The problem until now, according to Mark Bide of Rightscom, who co-ordinates the new ACAP (Automated Content Access Protocol) project, has been that the existing method of telling search engines which content they can include, the robots.txt protocol, is ‘a very blunt instrument’. As Bide told www.researchinformation.info, ‘It basically just says that content is in or out.’

Such a binary situation falls down in situations where, for example, the abstract of a paper is freely available but the body text requires payment, or where a story in a newspaper includes an image that is from an external source and so has different copyright conditions from the text of story. Another situation where problems can arise is where eBooks are aggregated from different publishers that have different restrictions on their content. ‘We need a more sophisticated way of communicating,’ he said.

The new 12-month pilot project, ACAP, is taking on this task by developing a system so that the owners of content published on the internet can provide information relating to access and use of their content in a form that can be recognised and interpreted by a search engine ‘spider’. This should enable the search engine operator to systematically comply with the content owner’s policy or licence.

The project, an initiative of the World Association of Newspapers, the European Publishers Council, and the International Publishers Association, began in January and is already making good progress, according to Bide. At the recent two-day meeting, representatives from publishers of journals, books, newspapers and magazines sat down with major search engines, the British Library and independent experts. Together they identified some 12 to 15 distinct publisher-contributed Use Cases – including how to deal with fragments of content and eBook content from multiple publishers – for the project to address.

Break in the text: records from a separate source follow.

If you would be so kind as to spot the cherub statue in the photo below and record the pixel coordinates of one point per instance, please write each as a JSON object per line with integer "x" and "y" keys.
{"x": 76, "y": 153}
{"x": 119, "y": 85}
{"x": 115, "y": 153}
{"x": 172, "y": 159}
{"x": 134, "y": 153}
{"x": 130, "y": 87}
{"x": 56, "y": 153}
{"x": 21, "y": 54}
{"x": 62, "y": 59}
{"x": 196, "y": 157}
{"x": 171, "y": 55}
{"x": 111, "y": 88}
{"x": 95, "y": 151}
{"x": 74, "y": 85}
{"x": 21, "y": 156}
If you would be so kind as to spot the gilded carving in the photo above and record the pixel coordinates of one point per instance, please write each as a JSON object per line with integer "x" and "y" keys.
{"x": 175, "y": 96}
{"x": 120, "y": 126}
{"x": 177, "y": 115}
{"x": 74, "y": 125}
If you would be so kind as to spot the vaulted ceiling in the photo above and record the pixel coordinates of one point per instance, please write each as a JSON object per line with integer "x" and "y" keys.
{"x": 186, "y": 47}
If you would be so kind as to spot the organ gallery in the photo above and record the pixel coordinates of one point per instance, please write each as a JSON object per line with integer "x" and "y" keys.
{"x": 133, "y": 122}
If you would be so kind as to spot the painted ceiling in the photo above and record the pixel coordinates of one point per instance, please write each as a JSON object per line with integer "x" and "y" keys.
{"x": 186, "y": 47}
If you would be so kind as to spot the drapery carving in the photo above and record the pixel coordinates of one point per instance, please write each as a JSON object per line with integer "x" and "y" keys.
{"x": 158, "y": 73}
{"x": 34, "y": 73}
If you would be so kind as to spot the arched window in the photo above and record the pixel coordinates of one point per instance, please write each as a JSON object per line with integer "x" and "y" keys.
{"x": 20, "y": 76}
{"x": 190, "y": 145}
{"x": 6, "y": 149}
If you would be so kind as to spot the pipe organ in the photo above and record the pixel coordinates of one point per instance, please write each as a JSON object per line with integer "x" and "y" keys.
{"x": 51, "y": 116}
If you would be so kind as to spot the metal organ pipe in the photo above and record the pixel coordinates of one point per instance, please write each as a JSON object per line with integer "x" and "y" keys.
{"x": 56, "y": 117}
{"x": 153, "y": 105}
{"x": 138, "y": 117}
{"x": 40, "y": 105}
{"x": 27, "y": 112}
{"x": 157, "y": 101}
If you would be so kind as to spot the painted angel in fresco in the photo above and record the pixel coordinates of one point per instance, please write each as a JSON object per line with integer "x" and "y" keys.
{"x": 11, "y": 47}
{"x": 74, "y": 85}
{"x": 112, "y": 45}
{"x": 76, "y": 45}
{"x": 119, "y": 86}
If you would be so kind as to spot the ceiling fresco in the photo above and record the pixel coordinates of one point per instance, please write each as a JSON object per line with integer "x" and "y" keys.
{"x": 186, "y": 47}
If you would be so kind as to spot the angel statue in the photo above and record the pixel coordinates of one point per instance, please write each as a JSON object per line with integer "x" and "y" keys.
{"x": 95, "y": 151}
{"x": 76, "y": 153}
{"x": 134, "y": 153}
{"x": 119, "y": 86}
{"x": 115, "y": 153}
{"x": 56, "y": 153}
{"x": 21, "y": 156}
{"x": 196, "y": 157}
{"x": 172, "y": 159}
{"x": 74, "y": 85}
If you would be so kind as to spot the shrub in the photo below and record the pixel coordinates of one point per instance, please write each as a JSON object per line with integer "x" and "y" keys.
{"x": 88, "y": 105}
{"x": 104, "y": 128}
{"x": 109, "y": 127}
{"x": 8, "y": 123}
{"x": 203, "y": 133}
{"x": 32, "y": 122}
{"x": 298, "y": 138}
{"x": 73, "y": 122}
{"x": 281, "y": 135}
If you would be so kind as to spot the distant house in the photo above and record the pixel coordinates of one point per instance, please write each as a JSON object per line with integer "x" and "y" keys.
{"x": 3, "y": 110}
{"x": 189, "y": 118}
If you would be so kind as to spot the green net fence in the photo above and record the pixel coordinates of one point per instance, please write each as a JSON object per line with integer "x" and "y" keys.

The next step, Bide explained, is to do the technical work to ensure that search engines can read the more detailed permissions. ‘ACAP is about the semantics, defining the words and what they mean. The syntax will then be implemented within robots.txt but also in other ways,’ said Bide. The result will be a new metadata standard, which should be quite straightforward for publishers as they already have large amounts of metadata attached to their content, he added.

And this work is not limited to relationships with search engines. There are other relationships that need to be managed. This is one of the reasons that the British Library is involved in the project – it ‘has a similar but by no means identical set of challenges in developing policies around web archiving for the maintenance of the cultural heritage,’ said Bide.

This pilot project is due to end in December 2007 but that is unlikely to be the end of the story. As well as the technical work to include these permissions with publishers’ content, ACAP also wants to see this work become part of the standardisation process. ‘We have streams within the project to look beyond 2007 and how we propose to manage the process beyond the pilot,’ said Bide. ‘Everybody has a pretty open mind on how this will work out.’